Both are evolving. What you find there will be more current than any third-party tutorial. The principles in this doc are the slow-moving part; the syntax around them will move while the language settles.

Frequently Asked Questions

What does 'agent-first programming language' mean?

It means treating AI agents — not just humans — as primary users of the language from the start. Their needs (parsing the syntax mechanically, generating valid programs, reading error output as data, applying fixes deterministically) drive the design choices, alongside the usual concerns for human readability and ergonomics.

Why doesn't an existing language work for agents?

Existing languages were designed for humans. Their grammars include shortcuts, implicit conversions, and ambiguous constructs that humans tolerate but trip up code generators. Their compilers print prose, not data. Their effect systems are implicit. None of that is fatal — agents can work around all of it — but a language designed for agents from the start removes the friction instead of papering over it.

What are the core principles of Zero's design?

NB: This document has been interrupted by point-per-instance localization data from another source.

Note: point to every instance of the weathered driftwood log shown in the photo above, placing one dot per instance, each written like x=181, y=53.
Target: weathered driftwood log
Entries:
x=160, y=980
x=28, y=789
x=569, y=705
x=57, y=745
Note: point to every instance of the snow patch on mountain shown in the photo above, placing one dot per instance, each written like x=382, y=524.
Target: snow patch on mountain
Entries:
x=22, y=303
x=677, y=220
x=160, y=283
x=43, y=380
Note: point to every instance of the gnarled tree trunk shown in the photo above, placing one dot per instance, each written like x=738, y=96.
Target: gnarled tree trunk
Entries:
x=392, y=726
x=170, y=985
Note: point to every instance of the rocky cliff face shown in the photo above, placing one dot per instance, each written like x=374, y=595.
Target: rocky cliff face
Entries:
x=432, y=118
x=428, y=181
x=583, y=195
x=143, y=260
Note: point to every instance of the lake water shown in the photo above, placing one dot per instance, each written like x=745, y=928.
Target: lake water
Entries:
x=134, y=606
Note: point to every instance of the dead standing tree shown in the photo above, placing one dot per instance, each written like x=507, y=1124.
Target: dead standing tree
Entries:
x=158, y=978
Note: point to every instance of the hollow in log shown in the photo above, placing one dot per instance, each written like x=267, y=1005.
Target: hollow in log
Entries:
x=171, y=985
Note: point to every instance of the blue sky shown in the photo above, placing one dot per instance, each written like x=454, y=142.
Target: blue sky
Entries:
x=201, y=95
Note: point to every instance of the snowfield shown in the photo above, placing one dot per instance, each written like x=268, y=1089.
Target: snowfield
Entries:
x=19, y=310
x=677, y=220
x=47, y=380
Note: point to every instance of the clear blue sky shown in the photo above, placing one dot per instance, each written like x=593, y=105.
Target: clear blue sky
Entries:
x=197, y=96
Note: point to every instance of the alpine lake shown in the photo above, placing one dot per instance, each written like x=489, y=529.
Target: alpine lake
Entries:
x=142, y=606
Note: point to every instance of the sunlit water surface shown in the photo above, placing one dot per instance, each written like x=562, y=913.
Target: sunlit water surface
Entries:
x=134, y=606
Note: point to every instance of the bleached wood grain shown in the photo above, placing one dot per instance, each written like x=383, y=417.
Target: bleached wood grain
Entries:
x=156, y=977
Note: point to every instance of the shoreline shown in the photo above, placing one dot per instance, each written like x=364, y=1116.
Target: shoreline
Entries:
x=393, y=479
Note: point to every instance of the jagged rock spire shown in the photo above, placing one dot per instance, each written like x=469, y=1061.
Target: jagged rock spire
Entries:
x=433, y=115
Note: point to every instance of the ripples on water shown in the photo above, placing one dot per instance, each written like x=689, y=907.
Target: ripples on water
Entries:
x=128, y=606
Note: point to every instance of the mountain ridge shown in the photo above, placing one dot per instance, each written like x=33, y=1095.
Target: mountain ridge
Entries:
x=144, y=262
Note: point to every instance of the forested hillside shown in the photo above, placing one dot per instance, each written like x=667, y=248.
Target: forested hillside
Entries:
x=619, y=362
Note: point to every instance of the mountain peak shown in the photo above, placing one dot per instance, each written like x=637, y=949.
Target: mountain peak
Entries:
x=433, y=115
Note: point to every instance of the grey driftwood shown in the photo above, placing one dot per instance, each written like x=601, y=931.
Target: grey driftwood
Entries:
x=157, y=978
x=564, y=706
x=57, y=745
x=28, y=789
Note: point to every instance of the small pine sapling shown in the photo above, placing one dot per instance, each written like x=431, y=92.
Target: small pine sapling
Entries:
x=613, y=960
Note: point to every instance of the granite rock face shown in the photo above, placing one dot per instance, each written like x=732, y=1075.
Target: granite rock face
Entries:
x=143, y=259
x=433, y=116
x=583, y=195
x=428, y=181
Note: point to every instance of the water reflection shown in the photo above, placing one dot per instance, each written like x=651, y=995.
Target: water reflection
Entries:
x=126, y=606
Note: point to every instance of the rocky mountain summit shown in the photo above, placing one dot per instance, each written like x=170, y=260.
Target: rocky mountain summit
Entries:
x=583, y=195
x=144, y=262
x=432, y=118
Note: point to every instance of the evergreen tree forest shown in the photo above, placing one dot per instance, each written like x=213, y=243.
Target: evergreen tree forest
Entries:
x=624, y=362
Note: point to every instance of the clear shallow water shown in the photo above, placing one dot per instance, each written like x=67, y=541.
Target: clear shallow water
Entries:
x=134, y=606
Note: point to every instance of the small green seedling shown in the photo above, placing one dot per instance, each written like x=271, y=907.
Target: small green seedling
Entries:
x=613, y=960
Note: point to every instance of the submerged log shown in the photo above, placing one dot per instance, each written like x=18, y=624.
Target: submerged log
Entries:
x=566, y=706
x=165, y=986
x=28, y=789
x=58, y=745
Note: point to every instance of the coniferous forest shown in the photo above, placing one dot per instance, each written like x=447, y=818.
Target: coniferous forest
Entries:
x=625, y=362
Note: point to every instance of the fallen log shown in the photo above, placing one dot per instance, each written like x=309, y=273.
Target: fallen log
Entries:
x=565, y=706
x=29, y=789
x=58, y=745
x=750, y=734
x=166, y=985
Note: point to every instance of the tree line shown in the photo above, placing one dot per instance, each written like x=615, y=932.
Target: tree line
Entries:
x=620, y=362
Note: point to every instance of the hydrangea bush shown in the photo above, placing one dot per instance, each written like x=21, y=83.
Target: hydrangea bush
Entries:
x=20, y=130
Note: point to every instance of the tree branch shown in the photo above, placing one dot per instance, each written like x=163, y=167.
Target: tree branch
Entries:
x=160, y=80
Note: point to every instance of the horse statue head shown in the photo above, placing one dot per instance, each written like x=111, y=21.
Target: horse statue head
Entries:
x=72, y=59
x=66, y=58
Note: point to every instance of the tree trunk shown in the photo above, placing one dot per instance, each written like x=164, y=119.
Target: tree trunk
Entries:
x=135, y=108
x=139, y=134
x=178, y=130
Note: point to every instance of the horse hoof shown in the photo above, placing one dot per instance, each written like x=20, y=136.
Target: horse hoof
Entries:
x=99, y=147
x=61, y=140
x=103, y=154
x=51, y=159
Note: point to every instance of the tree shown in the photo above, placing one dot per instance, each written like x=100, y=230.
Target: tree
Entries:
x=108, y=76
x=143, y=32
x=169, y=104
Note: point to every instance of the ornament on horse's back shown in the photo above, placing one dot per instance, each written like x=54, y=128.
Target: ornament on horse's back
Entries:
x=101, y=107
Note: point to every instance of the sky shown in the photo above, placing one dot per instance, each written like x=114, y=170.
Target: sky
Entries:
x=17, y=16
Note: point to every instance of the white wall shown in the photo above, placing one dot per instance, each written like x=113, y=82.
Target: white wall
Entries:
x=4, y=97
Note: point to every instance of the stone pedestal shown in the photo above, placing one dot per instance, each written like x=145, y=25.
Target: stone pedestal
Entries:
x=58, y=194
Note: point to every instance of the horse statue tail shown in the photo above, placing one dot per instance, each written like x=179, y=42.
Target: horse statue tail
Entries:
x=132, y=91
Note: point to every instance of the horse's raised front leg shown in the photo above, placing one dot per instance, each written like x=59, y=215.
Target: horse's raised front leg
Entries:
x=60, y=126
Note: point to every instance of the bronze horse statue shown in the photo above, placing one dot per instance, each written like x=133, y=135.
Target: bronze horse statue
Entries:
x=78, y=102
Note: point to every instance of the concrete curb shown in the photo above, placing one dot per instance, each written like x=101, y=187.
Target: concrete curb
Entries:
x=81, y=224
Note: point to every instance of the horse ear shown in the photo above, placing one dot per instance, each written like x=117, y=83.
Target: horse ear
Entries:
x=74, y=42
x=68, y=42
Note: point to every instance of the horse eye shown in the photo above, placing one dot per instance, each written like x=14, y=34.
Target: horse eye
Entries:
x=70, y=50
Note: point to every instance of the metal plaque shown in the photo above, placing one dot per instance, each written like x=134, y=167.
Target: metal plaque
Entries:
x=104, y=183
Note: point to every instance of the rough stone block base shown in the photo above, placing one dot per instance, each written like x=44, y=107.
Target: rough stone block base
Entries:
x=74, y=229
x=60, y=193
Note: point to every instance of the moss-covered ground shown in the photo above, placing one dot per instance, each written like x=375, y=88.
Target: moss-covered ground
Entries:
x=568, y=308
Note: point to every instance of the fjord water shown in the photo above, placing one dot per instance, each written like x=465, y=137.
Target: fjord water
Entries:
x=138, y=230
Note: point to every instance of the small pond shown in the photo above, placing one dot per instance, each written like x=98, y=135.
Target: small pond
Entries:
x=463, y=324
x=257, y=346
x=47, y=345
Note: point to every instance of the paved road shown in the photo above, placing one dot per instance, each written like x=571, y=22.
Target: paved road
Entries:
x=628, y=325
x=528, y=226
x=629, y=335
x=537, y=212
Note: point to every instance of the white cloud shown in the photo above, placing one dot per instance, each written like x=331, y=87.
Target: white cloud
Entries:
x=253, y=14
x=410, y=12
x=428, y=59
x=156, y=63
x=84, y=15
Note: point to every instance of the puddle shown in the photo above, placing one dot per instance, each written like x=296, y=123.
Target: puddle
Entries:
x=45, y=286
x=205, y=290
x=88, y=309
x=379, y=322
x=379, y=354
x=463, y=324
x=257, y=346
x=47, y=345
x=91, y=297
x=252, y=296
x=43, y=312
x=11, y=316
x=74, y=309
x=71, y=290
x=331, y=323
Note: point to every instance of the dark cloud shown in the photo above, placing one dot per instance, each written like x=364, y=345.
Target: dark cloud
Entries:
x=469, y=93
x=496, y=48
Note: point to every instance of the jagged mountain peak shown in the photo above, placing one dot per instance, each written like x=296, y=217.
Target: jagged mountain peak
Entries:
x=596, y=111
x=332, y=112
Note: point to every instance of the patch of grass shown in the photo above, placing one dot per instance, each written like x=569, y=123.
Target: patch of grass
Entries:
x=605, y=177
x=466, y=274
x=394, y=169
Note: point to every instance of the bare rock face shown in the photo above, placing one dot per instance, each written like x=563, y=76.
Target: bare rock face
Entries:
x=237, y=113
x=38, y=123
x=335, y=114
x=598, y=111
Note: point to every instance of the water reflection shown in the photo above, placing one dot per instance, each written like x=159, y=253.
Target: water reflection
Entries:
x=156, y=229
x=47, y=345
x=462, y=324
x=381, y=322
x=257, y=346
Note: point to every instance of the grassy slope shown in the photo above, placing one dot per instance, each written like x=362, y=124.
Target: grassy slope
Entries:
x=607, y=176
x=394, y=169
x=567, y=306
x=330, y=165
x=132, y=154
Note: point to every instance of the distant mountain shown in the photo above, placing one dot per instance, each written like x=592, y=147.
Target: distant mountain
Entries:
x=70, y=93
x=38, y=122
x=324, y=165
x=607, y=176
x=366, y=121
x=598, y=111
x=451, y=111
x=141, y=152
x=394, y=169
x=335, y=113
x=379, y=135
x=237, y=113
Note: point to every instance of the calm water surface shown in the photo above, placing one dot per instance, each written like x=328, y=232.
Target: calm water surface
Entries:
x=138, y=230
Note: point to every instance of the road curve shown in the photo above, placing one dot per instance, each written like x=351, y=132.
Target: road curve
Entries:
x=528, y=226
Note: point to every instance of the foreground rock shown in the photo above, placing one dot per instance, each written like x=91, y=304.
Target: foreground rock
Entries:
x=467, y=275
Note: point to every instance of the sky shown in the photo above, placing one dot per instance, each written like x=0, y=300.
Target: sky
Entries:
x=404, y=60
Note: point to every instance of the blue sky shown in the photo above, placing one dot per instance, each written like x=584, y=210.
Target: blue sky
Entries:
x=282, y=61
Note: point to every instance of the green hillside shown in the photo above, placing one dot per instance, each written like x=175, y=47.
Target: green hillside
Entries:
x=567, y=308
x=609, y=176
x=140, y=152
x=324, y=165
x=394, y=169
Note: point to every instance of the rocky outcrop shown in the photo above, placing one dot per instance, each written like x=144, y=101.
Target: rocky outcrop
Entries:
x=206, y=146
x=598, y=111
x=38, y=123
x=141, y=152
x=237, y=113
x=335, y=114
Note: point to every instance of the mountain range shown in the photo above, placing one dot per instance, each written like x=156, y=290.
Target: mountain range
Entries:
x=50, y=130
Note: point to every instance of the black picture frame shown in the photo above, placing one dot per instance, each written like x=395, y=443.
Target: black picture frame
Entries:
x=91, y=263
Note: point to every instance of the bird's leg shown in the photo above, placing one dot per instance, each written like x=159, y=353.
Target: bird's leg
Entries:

A small, regular grammar (one way to do each thing), explicit effects via the World capability (no ambient I/O), explicit failure via raises/check (no hidden control flow), and deterministic tooling (compiler output as structured data with stable codes and repair plans). The principles compound — each one makes the others more useful to an agent.

What does Zero give up to be agent-first?

Conciseness and ambient convenience. There's no implicit truthiness, no global print, no try/catch that quietly unwinds across the call stack. Functions are more parameter-heavy and signatures carry more annotations. The trade is that what a function does — including what it can fail to do — is readable from its signature alone.

Will Zero replace human-written programming languages?

No, and that's not the goal. Zero is an experiment in what an agent-first design looks like, not a claim that other languages should adopt all of its choices. The interesting outcome is what the experiment teaches: which constraints help agents the most, which trade-offs humans tolerate, and which ideas might migrate back into mainstream languages over time.